And, according to Deden, it is common for Indonesians to gather or to travel in groups with the extended family, therefore they mostly want three-bedroom units.
Deden said that Singapore property prices are currently sinking as many expatriates left the country following the Sept. 11 attacks in the U.S. last year.
He said demand in the third quarter of 2001 was affected by the increased repatriation of overseas staff which led to a increase in the number of lease terminations.
He added rental rates dropped by 1.9 percent while selling prices dropped by 10.4 percent in the period.
Singapore property price are lower at present, but Deden estimated that the sector would recover again, although it would take a while for the industry to reach the peak level of a few years ago.
Collier also said the premium residential market, in the third quarter 2001, suffered a two-way blow (from the seller's standpoint) due to the consequences of the Sep. 11 tragedy. A direct consequence, there were immediate reconfiguration in expatriate movements in the world wherein many professionals were either repatriated or reassigned to different locations.
The situation also took place in Singapore and this weakened demand for property. "To add to (my) woes, was the country's weak economic climate that resulted in business retrenchments and poor consumer confidence."
Over the next 12 months, Colliers expects the rental market to remain steady.
Though many Indonesians trust Singapore property companies far more than they do Indonesian developers, one still needs to prepare several things before deciding to buy.
There are some points advised by Colliers' Dina Pattiasina and Procon's Deden Sudarbo: * Check the locations, the prime areas are districts nine, 10, and 11. Apartments in these districts will be easily resold at any time. * Choose an apartment which is located near public transportation such as bus routes or an MRT (subway) station. * Check the land titles; whether an apartment has the 99-year, 999-years or free hold title.
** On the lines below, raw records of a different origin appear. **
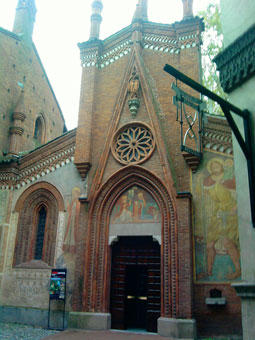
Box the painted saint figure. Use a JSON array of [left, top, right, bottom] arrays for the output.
[[111, 187, 160, 223], [63, 187, 80, 253], [197, 158, 241, 280]]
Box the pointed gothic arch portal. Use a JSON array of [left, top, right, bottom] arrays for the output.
[[110, 236, 161, 333], [83, 166, 178, 332]]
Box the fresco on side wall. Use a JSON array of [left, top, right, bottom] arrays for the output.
[[63, 187, 81, 254], [110, 186, 160, 224], [193, 153, 241, 282]]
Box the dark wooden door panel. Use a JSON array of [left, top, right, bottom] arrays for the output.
[[110, 237, 160, 332]]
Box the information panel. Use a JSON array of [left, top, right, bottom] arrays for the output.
[[50, 269, 66, 300]]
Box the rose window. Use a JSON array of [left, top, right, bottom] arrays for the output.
[[112, 125, 155, 164]]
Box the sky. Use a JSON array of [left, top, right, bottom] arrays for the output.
[[0, 0, 210, 130]]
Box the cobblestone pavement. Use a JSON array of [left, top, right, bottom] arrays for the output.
[[0, 323, 241, 340], [45, 330, 171, 340], [0, 323, 59, 340]]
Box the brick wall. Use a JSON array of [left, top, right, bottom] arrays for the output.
[[0, 29, 64, 151]]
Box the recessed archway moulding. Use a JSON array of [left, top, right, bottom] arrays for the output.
[[82, 165, 178, 317]]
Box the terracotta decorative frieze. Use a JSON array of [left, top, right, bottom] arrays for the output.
[[81, 39, 131, 69], [143, 33, 199, 54], [12, 112, 26, 122], [10, 126, 24, 136], [202, 117, 233, 155], [213, 25, 255, 93], [0, 133, 75, 190]]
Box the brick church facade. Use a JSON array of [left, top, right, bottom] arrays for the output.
[[0, 0, 242, 339]]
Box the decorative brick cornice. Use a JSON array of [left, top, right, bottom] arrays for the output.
[[10, 126, 24, 136], [203, 116, 233, 155], [12, 112, 26, 122], [213, 25, 255, 93], [0, 130, 76, 190]]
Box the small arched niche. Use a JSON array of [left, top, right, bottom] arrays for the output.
[[33, 116, 45, 144]]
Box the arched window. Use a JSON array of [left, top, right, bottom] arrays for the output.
[[13, 188, 59, 266], [34, 206, 47, 260], [34, 116, 44, 143]]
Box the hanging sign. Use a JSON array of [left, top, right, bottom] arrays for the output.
[[50, 269, 66, 300]]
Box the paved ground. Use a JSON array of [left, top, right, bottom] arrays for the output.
[[0, 323, 57, 340], [45, 330, 170, 340], [0, 323, 240, 340]]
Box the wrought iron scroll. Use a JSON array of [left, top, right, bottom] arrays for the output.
[[171, 83, 205, 158], [164, 64, 255, 228]]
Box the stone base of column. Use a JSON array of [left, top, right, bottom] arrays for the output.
[[231, 281, 255, 340], [158, 318, 197, 340], [68, 312, 111, 330]]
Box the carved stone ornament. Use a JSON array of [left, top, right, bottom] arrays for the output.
[[128, 98, 140, 118], [112, 124, 155, 165], [128, 68, 140, 118], [213, 25, 255, 93]]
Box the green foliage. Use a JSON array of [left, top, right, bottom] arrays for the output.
[[198, 0, 227, 115]]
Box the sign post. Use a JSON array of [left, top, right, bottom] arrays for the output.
[[48, 269, 67, 330]]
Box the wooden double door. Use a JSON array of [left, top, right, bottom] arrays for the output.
[[110, 236, 160, 332]]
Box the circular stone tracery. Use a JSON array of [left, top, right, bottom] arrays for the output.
[[112, 125, 155, 164]]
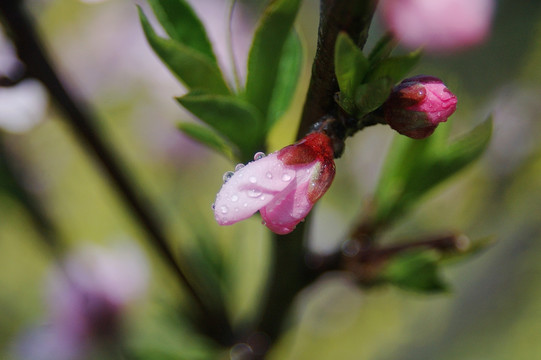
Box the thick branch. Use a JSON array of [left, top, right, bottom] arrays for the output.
[[297, 0, 376, 138], [0, 0, 232, 343]]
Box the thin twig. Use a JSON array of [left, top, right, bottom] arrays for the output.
[[0, 0, 233, 343]]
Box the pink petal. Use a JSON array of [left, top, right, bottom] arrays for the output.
[[214, 153, 295, 225]]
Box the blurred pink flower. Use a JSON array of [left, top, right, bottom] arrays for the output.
[[380, 0, 494, 52], [214, 133, 335, 234], [17, 243, 148, 360], [383, 75, 457, 139]]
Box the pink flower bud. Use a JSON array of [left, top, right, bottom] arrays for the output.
[[214, 133, 335, 234], [381, 0, 494, 52], [383, 75, 457, 139]]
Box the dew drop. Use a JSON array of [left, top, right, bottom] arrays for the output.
[[222, 171, 235, 183], [235, 163, 246, 171], [254, 151, 265, 160], [248, 189, 261, 198]]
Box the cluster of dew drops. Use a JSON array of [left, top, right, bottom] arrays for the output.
[[211, 151, 266, 211]]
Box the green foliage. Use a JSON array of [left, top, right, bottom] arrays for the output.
[[139, 9, 230, 95], [265, 31, 303, 130], [149, 0, 216, 63], [139, 0, 303, 160], [177, 122, 233, 159], [381, 250, 447, 292], [177, 92, 264, 156], [245, 0, 300, 117], [334, 33, 421, 119], [375, 118, 492, 223]]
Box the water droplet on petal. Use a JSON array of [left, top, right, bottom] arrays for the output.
[[235, 163, 246, 171], [222, 171, 235, 183], [248, 189, 261, 198]]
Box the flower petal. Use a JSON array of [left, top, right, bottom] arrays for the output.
[[214, 153, 295, 225]]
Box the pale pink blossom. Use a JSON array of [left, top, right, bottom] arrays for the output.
[[383, 75, 457, 139], [16, 243, 148, 360], [214, 133, 335, 234], [380, 0, 494, 52]]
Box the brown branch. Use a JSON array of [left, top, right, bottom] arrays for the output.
[[0, 0, 233, 344], [297, 0, 376, 139]]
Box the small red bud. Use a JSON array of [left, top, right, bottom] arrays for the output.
[[383, 75, 457, 139]]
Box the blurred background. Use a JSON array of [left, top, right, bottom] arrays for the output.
[[0, 0, 541, 360]]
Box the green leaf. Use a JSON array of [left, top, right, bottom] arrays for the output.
[[149, 0, 216, 63], [368, 33, 397, 64], [366, 50, 422, 83], [265, 31, 303, 130], [375, 118, 492, 223], [177, 92, 263, 160], [177, 122, 233, 159], [355, 78, 393, 117], [139, 8, 230, 95], [245, 0, 300, 117], [382, 250, 447, 293], [334, 32, 369, 106]]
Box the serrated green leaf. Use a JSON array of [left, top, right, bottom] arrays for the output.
[[355, 78, 393, 116], [139, 8, 230, 95], [366, 50, 422, 83], [149, 0, 216, 63], [334, 32, 369, 104], [381, 250, 447, 293], [177, 92, 263, 160], [245, 0, 300, 117], [265, 31, 303, 130], [177, 122, 233, 159], [368, 33, 397, 64], [375, 118, 492, 223]]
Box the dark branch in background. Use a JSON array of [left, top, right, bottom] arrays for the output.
[[0, 135, 62, 260], [259, 0, 375, 348], [0, 0, 233, 344]]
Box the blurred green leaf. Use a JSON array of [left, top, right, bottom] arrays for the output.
[[177, 92, 263, 160], [149, 0, 216, 63], [245, 0, 300, 117], [139, 8, 230, 95], [375, 118, 492, 223], [355, 78, 393, 116], [381, 250, 447, 293], [177, 122, 233, 159], [265, 31, 303, 130], [334, 32, 369, 108], [366, 50, 422, 83]]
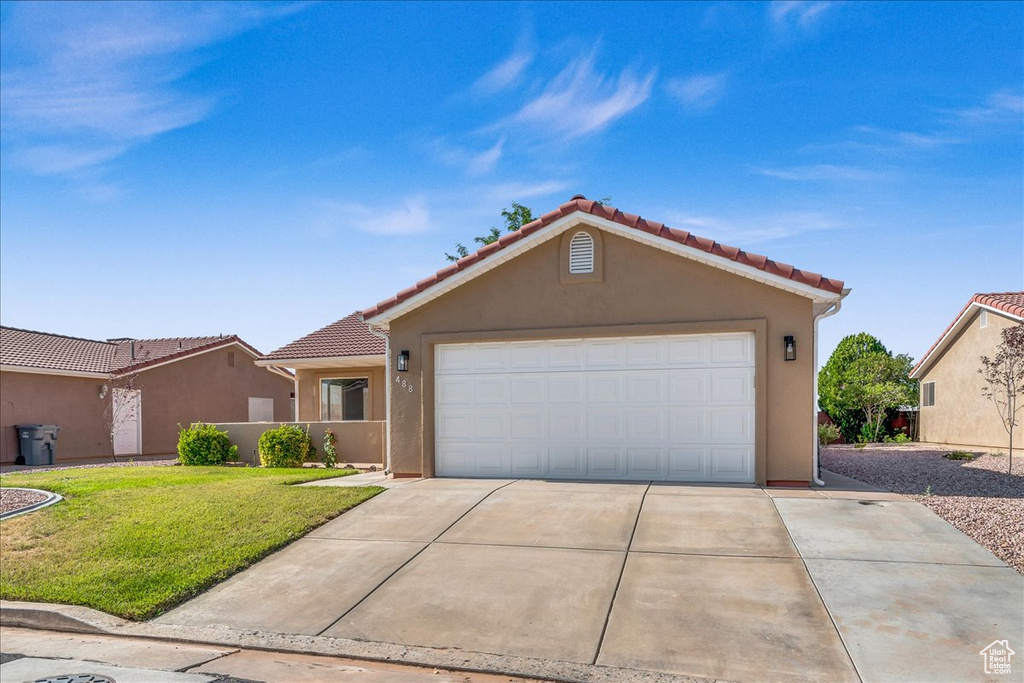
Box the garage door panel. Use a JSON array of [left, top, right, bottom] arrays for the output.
[[435, 334, 755, 482], [626, 371, 665, 404], [709, 334, 754, 365], [548, 412, 583, 440], [711, 446, 754, 481], [669, 446, 711, 481], [710, 408, 754, 443], [587, 411, 626, 440], [586, 446, 625, 479], [435, 376, 473, 407], [509, 443, 548, 478], [626, 447, 665, 479], [509, 375, 548, 405], [669, 408, 709, 443], [548, 445, 586, 478], [548, 375, 583, 404], [710, 368, 754, 405], [509, 413, 544, 441], [668, 370, 711, 405], [587, 373, 624, 403]]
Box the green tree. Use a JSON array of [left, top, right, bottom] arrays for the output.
[[840, 351, 918, 441], [444, 202, 534, 261], [978, 323, 1024, 474], [818, 332, 889, 441]]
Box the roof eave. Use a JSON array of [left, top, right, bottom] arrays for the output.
[[362, 214, 849, 330]]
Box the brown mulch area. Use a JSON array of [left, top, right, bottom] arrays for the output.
[[0, 488, 49, 515], [821, 443, 1024, 573]]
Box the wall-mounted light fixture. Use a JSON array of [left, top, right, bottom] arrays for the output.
[[782, 335, 797, 360]]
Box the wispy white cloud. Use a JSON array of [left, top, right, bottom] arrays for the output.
[[473, 49, 534, 94], [665, 73, 728, 112], [664, 210, 842, 247], [432, 135, 506, 175], [768, 0, 836, 30], [754, 164, 889, 181], [949, 90, 1024, 125], [313, 195, 434, 236], [0, 3, 301, 174], [511, 53, 656, 138]]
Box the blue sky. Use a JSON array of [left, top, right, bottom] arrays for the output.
[[0, 2, 1024, 359]]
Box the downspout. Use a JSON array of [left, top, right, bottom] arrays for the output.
[[811, 288, 850, 486], [367, 323, 391, 474]]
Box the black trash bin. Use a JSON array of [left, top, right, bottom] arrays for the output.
[[14, 425, 60, 466]]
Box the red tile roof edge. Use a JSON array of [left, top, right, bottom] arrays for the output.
[[910, 292, 1024, 377], [361, 196, 843, 319]]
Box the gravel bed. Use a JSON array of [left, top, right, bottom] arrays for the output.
[[0, 458, 178, 474], [0, 488, 49, 515], [821, 444, 1024, 573]]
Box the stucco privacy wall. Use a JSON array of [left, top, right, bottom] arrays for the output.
[[390, 227, 813, 482], [136, 348, 294, 455], [295, 366, 387, 422], [919, 310, 1017, 451], [0, 372, 112, 464], [211, 421, 384, 467]]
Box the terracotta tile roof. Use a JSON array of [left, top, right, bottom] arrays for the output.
[[910, 292, 1024, 377], [262, 311, 385, 360], [362, 195, 843, 318], [0, 327, 260, 374]]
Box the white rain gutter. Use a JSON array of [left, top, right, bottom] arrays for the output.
[[367, 323, 391, 474], [811, 289, 850, 486]]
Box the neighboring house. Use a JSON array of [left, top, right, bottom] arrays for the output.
[[0, 327, 293, 464], [910, 292, 1024, 450], [258, 312, 387, 422], [354, 196, 849, 484]]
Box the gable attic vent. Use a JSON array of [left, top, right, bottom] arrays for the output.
[[569, 231, 594, 274]]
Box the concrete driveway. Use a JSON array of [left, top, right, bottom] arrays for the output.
[[158, 477, 1024, 681]]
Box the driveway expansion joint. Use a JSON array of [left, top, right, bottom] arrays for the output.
[[316, 479, 515, 636], [590, 482, 651, 666]]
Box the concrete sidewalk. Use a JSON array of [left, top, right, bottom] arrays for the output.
[[157, 477, 1024, 681], [0, 628, 527, 683]]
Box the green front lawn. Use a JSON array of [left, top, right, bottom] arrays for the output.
[[0, 466, 383, 618]]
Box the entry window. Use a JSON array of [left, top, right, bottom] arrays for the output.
[[921, 382, 935, 408], [321, 377, 370, 422]]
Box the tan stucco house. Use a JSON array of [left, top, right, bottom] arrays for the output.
[[329, 196, 849, 484], [910, 292, 1024, 450], [0, 327, 293, 464]]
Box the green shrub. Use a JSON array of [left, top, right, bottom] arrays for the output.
[[818, 422, 840, 445], [321, 429, 338, 468], [942, 451, 974, 460], [259, 425, 309, 467], [178, 422, 239, 465]]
Any title relates with the prices. * Generally the government controls the payment system, but it will be wise to check the off-plan projects and company profiles of developers. * Check the design of the apartment; do you really like the style? * Check the price; especially when there is a cheap used apartment offered to you, is it an HDB (government housing) flat? * Ask for a rental guarantee though many developers are now reluctant to offer it. * Find out about the legal and payment systems as well as taxation, tax implications and how to get loans.